TRIPLA INIBIÇÃO NEURO-HORMONAL (I A): IECA + betabloqueador + espironolactona

Terapia tradicional da ICFER:


 Moduladores neuro-hormonais (salvo contraindicações):
 IECA
 Beta-bloqueador: carvedilol, bisoprolol, succinato de metoprolol.
 ARM (antagonista mineralocorticoide): espironolactona.
 Diuréticos:
 Trata congestão (I B).
 Reduz hospitalizações nos pacientes com retenção hídrica (IIa B).
 Hidralazina + nitrato:
 Afrodescendentes que estão com IECA/BRA, betabloq e ARM apresentam benefício adicional se
acrescentado Hidralazina e nitrato (II a B).
 Intolerantes à IECA/BRA, também lançar mão de Hidralazina + nitrato, porém benefício menor que
afrodescendentes (IIb B).
 Digoxina:
 Em pacientes sintomáticos (principalmente com sintomas classe funcional 3 ou 4).
 Ritmo sinusal (IIb B).
 FA de alta resposta ventricular (FC > 110 bpm) – auxilia nos sintomas e na redução da frequência.
 NÃO utilizar em insuficiência renal grau 4 ou 5 (< 30 ou dialíticos). Se moderada a leve, fazer
monitoração mais frequente do nível sérico de digoxina.

Quais pacientes não toleram IECA/BRA:


- Função renal limítrofe.
- Diabéticos (tendem a ter K mais elevado).

Podem evoluir com piora da função renal ou hipercalemia.


Nesses casos, suspender IECA/BRA e iniciar Hidralazina +
nitrato.

Se a intolerância for somente à IECA por tosse, dá para


associar ao betabloq e espironolactona:
- BRA (candesartan ou valsartan) – não reduz mortalidade
isoladamente como IECA, mas reduz taxa de hospitalização.
- ou composto inibidor da neprilisina associado ao BRA
(sacubitril/varsatana)

OBS: BRA possui benefício menor que IECA.

OBS: Associação de IECA + espironolactona + BRA pode


causar hipercalemia e piora da função renal.

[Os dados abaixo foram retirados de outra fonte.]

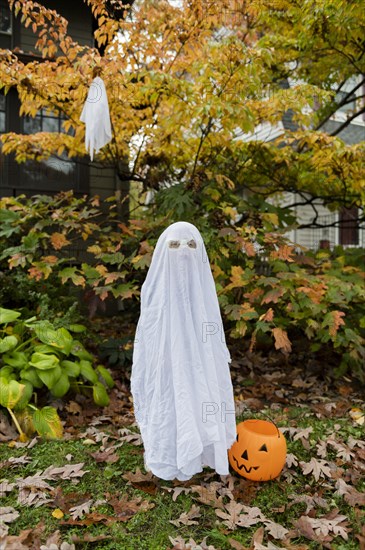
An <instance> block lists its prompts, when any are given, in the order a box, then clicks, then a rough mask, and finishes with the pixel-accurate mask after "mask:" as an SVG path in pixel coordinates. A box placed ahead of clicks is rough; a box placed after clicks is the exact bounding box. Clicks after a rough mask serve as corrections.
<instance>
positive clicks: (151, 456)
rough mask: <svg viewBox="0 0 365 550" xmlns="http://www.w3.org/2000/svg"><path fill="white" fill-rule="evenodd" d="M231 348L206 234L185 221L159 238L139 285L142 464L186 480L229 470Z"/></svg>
mask: <svg viewBox="0 0 365 550" xmlns="http://www.w3.org/2000/svg"><path fill="white" fill-rule="evenodd" d="M230 360H231V359H230V355H229V352H228V349H227V347H226V344H225V339H224V332H223V325H222V318H221V314H220V310H219V304H218V299H217V294H216V289H215V284H214V279H213V275H212V272H211V269H210V265H209V260H208V257H207V254H206V251H205V246H204V242H203V239H202V237H201V235H200V233H199V231H198V230H197V228H196V227H195V226H194V225H192V224H190V223H187V222H178V223H174V224H172V225H170V226H169V227H168V228H167V229H166V230H165V231H164V232H163V233H162V234H161V236H160V238H159V239H158V242H157V245H156V248H155V251H154V254H153V257H152V263H151V266H150V268H149V271H148V273H147V277H146V280H145V282H144V284H143V285H142V291H141V313H140V318H139V321H138V326H137V330H136V338H135V344H134V351H133V366H132V376H131V390H132V395H133V401H134V409H135V416H136V419H137V423H138V425H139V427H140V430H141V435H142V440H143V443H144V449H145V455H144V457H145V465H146V468H147V469H149V470H151V471H152V472H153V473H154V474H155V475H156V476H158V477H160V478H162V479H166V480H168V479H174V478H177V479H179V480H182V481H183V480H187V479H189V478H190V477H191V476H193V475H194V474H195V473H198V472H201V471H202V467H203V466H210V467H211V468H213V469H214V470H216V472H217V473H218V474H221V475H226V474H228V473H229V469H228V468H229V467H228V457H227V449H229V448H230V447H231V445H232V443H233V442H234V441H235V439H236V421H235V413H234V400H233V389H232V382H231V377H230V371H229V365H228V363H229V361H230Z"/></svg>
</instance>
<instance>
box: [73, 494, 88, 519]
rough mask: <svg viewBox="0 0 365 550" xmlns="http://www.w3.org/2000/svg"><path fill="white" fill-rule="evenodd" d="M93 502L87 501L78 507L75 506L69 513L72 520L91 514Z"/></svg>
mask: <svg viewBox="0 0 365 550" xmlns="http://www.w3.org/2000/svg"><path fill="white" fill-rule="evenodd" d="M92 503H93V500H92V499H90V500H87V501H86V502H83V503H82V504H79V505H78V506H73V507H72V508H70V510H69V512H70V515H71V517H72V519H78V518H81V517H82V516H85V515H86V514H89V513H90V506H91V505H92Z"/></svg>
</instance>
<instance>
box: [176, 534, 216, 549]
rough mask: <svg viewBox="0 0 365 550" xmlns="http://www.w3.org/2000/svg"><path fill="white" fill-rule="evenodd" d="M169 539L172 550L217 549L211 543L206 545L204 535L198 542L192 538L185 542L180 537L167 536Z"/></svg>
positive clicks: (180, 537) (204, 537) (206, 539)
mask: <svg viewBox="0 0 365 550" xmlns="http://www.w3.org/2000/svg"><path fill="white" fill-rule="evenodd" d="M169 539H170V542H171V544H173V545H174V546H173V548H172V550H217V549H216V548H215V547H214V546H212V545H211V544H210V545H209V546H208V545H207V537H204V539H203V540H202V541H201V543H200V544H198V543H197V542H195V540H194V539H189V541H188V542H185V541H184V539H183V538H182V537H177V538H175V539H173V538H172V537H170V536H169Z"/></svg>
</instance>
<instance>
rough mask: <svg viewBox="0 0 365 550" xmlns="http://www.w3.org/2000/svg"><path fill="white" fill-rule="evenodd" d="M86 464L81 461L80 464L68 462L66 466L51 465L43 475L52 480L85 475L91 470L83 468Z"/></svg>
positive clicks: (71, 478) (43, 477)
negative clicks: (51, 465)
mask: <svg viewBox="0 0 365 550" xmlns="http://www.w3.org/2000/svg"><path fill="white" fill-rule="evenodd" d="M84 464H85V463H84V462H80V463H79V464H66V465H65V466H61V467H58V468H56V467H54V466H49V467H48V468H47V469H46V470H44V472H43V474H42V476H41V477H42V478H43V479H49V480H52V481H53V480H54V479H56V478H59V479H75V478H78V477H83V476H84V475H85V474H87V473H88V472H89V470H82V467H83V466H84Z"/></svg>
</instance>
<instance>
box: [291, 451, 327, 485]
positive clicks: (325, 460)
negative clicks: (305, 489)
mask: <svg viewBox="0 0 365 550" xmlns="http://www.w3.org/2000/svg"><path fill="white" fill-rule="evenodd" d="M299 464H300V467H301V468H302V472H303V474H304V475H305V476H306V475H308V474H312V475H313V477H314V479H315V480H316V481H318V480H319V478H320V477H332V474H331V469H330V468H329V465H328V462H327V461H326V460H321V459H319V460H317V459H316V458H314V457H312V458H311V459H310V461H309V462H302V461H301V462H299Z"/></svg>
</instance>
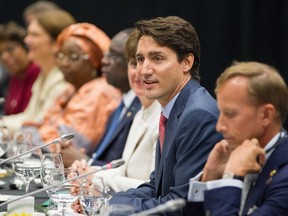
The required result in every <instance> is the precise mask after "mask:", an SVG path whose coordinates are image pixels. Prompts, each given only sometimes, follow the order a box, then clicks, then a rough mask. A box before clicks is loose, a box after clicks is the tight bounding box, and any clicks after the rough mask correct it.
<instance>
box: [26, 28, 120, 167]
mask: <svg viewBox="0 0 288 216" xmlns="http://www.w3.org/2000/svg"><path fill="white" fill-rule="evenodd" d="M57 45H58V51H57V53H56V59H57V63H58V65H59V67H60V69H61V71H62V73H63V75H64V78H65V80H66V81H67V82H69V83H70V84H71V85H69V87H68V88H67V89H66V90H65V92H64V93H62V94H61V96H60V97H58V99H57V100H56V102H55V103H54V104H53V106H52V107H51V108H50V109H49V110H48V111H47V112H46V114H45V117H44V119H43V121H41V122H34V123H31V122H30V123H26V124H25V127H24V130H28V129H29V130H30V131H31V130H32V132H33V134H34V139H35V141H37V143H38V144H41V143H43V142H44V143H45V142H49V141H51V140H53V139H55V138H57V137H58V136H60V135H61V134H64V133H70V132H72V133H74V140H73V143H74V144H75V145H76V146H77V147H79V148H83V149H84V150H85V151H89V150H90V148H93V149H94V148H95V146H93V144H94V143H98V141H99V140H100V138H101V137H102V135H103V133H104V131H105V128H106V123H107V120H108V117H109V116H110V113H111V112H112V111H114V109H115V108H116V107H117V106H118V104H119V103H120V100H121V93H120V91H119V90H118V89H116V88H115V87H113V86H111V85H109V84H108V83H107V81H106V78H105V77H102V73H101V59H102V58H103V56H104V53H105V52H106V51H107V50H108V48H109V46H110V38H109V37H108V36H107V35H106V34H105V33H104V32H103V31H102V30H101V29H99V28H97V27H96V26H95V25H93V24H90V23H77V24H74V25H70V26H69V27H67V28H65V29H64V31H63V32H62V33H61V34H60V35H59V36H58V38H57ZM50 150H52V151H56V150H57V149H55V148H53V147H52V148H50V149H47V151H50ZM57 151H59V149H58V150H57ZM68 159H69V158H64V162H65V164H67V163H68V161H67V160H68Z"/></svg>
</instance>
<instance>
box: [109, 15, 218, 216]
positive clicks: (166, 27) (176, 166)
mask: <svg viewBox="0 0 288 216" xmlns="http://www.w3.org/2000/svg"><path fill="white" fill-rule="evenodd" d="M136 27H137V29H138V30H139V37H138V38H139V41H138V46H137V52H136V60H137V70H138V75H139V77H140V79H141V81H142V82H143V83H144V86H145V93H146V96H147V97H148V98H150V99H157V100H158V101H159V102H160V104H161V106H162V114H163V115H164V117H165V118H166V119H168V120H166V122H167V123H166V129H165V138H164V142H163V147H162V148H161V150H160V144H159V141H158V144H157V149H156V165H155V170H154V171H153V172H152V173H151V176H150V182H147V183H144V184H142V185H140V186H139V187H138V188H137V189H129V190H128V191H126V192H120V193H116V194H114V195H113V197H112V198H111V199H110V204H128V205H132V206H133V207H134V208H135V210H136V211H137V212H140V211H144V210H147V209H151V208H154V207H156V206H158V205H160V204H163V203H166V202H167V201H169V200H172V199H177V198H184V199H186V198H187V194H188V187H189V179H190V178H191V177H192V176H194V175H195V174H197V173H198V172H199V171H200V170H202V169H203V166H204V164H205V161H206V159H207V156H208V154H209V152H210V151H211V149H212V148H213V146H214V144H215V143H217V142H218V141H219V140H220V139H221V135H220V134H219V133H217V132H216V130H215V125H216V121H217V118H218V110H217V107H216V102H215V100H214V99H213V97H212V96H211V95H210V94H209V93H208V92H207V90H206V89H205V88H203V87H202V86H201V85H200V84H199V79H200V76H199V64H200V43H199V40H198V36H197V33H196V31H195V29H194V28H193V26H192V25H191V24H190V23H189V22H187V21H185V20H183V19H181V18H179V17H174V16H171V17H166V18H163V17H158V18H155V19H151V20H142V21H139V22H137V23H136ZM161 139H162V138H161ZM165 214H166V213H165ZM167 214H168V213H167ZM181 214H183V209H180V210H178V211H177V212H173V213H172V215H181Z"/></svg>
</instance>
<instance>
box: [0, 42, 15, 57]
mask: <svg viewBox="0 0 288 216" xmlns="http://www.w3.org/2000/svg"><path fill="white" fill-rule="evenodd" d="M16 47H17V45H10V46H8V47H6V48H5V49H3V50H0V58H2V57H3V55H4V53H5V52H7V53H8V54H10V55H11V54H13V52H14V51H15V49H16Z"/></svg>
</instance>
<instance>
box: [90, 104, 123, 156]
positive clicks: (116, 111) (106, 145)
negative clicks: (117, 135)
mask: <svg viewBox="0 0 288 216" xmlns="http://www.w3.org/2000/svg"><path fill="white" fill-rule="evenodd" d="M123 107H124V102H123V100H122V101H121V103H120V105H119V106H118V107H117V109H116V110H115V111H114V113H113V117H112V119H111V121H110V125H109V127H108V128H107V132H106V133H105V135H104V137H103V138H102V140H101V142H100V143H99V145H98V148H97V149H96V152H95V153H94V154H93V155H92V158H93V161H94V160H95V159H97V158H98V157H99V155H101V154H102V152H103V151H104V150H105V148H106V146H107V145H108V144H109V141H110V139H111V137H112V136H113V133H114V132H115V131H116V129H117V126H118V124H119V122H120V115H121V112H122V109H123Z"/></svg>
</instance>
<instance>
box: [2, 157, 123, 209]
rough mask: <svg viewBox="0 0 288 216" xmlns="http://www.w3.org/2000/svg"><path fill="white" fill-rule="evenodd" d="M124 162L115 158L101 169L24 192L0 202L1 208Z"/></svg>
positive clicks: (122, 160) (109, 168)
mask: <svg viewBox="0 0 288 216" xmlns="http://www.w3.org/2000/svg"><path fill="white" fill-rule="evenodd" d="M124 163H125V161H124V160H123V159H119V160H113V161H111V162H110V163H108V164H106V165H104V166H102V167H100V168H99V169H95V170H93V171H91V172H89V173H85V174H83V175H79V176H76V177H73V178H71V179H67V180H65V181H63V182H58V183H56V184H54V185H50V186H48V187H44V188H41V189H39V190H36V191H33V192H30V193H27V194H24V195H22V196H19V197H16V198H15V199H11V200H8V201H6V202H3V203H1V204H0V208H1V207H3V206H5V205H7V204H9V203H12V202H15V201H17V200H20V199H23V198H25V197H28V196H33V195H34V194H37V193H40V192H43V191H46V190H49V189H51V188H53V187H57V186H60V185H62V184H65V183H67V182H70V181H74V180H77V179H80V178H84V177H86V176H88V175H91V174H94V173H96V172H99V171H101V170H107V169H113V168H117V167H119V166H122V165H123V164H124Z"/></svg>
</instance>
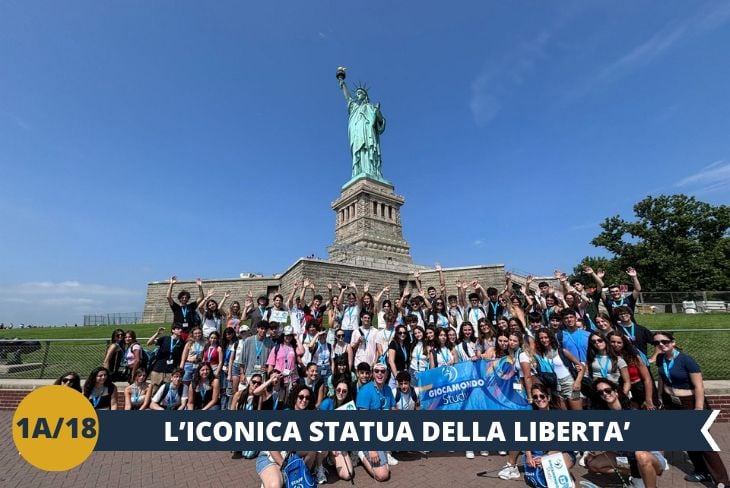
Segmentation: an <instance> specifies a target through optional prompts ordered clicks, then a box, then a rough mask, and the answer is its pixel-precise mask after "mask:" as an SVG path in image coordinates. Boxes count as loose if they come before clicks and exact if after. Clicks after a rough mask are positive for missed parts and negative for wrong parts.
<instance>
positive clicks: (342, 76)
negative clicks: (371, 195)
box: [337, 67, 390, 184]
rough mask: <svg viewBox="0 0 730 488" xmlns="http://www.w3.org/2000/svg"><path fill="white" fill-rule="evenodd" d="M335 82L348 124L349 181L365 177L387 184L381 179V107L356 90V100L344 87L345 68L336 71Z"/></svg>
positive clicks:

Terapia adicional da ICFER:


 Indicação do composto inibidor da neprilisina e receptor de angiotensina (ARNI) sacubitril / valsartan (LCZ696) –
nome comercial “Entresto”: como substituto dos IECAs (I B).
 Redução do desfecho comporto morte cardiovascular e hospitalização por ICC, mas também redução da
mortalidade isoladamente. Portanto, pacientes que já estão em uso de IECA, há uma tendência a
substituir IECA por sacubitril/varsatana.
 Bloqueio do eixo RAA.
 Não está amplamente disponível no SUS. Mas na prática privada já está sendo utilizado como rotina a
substituindo do IECA por sacubitril/varsatana.
 Indicação da ivabradina para controle da FC em pacientes com dose máxima tolerada de betabloqueador (IIa B).
 Não reduz PA, apenas FC.
 Benefício para FE < 35% e pacientes com dose máxima tolerada de betabloq mas FC ainda > que 70.
 Indicação da ivabradina como antianginoso em pacientes com dose máxima tolerada de betabloqueador (IIa B).
 Antianginosos na IC:
 1ª opção: betabloq.
 2ª opção: ivabradina (IIa B).
 3ª opção: nitratos (IIa A) ou trimetazidina (IIb A) ou anlodipina (IIb B).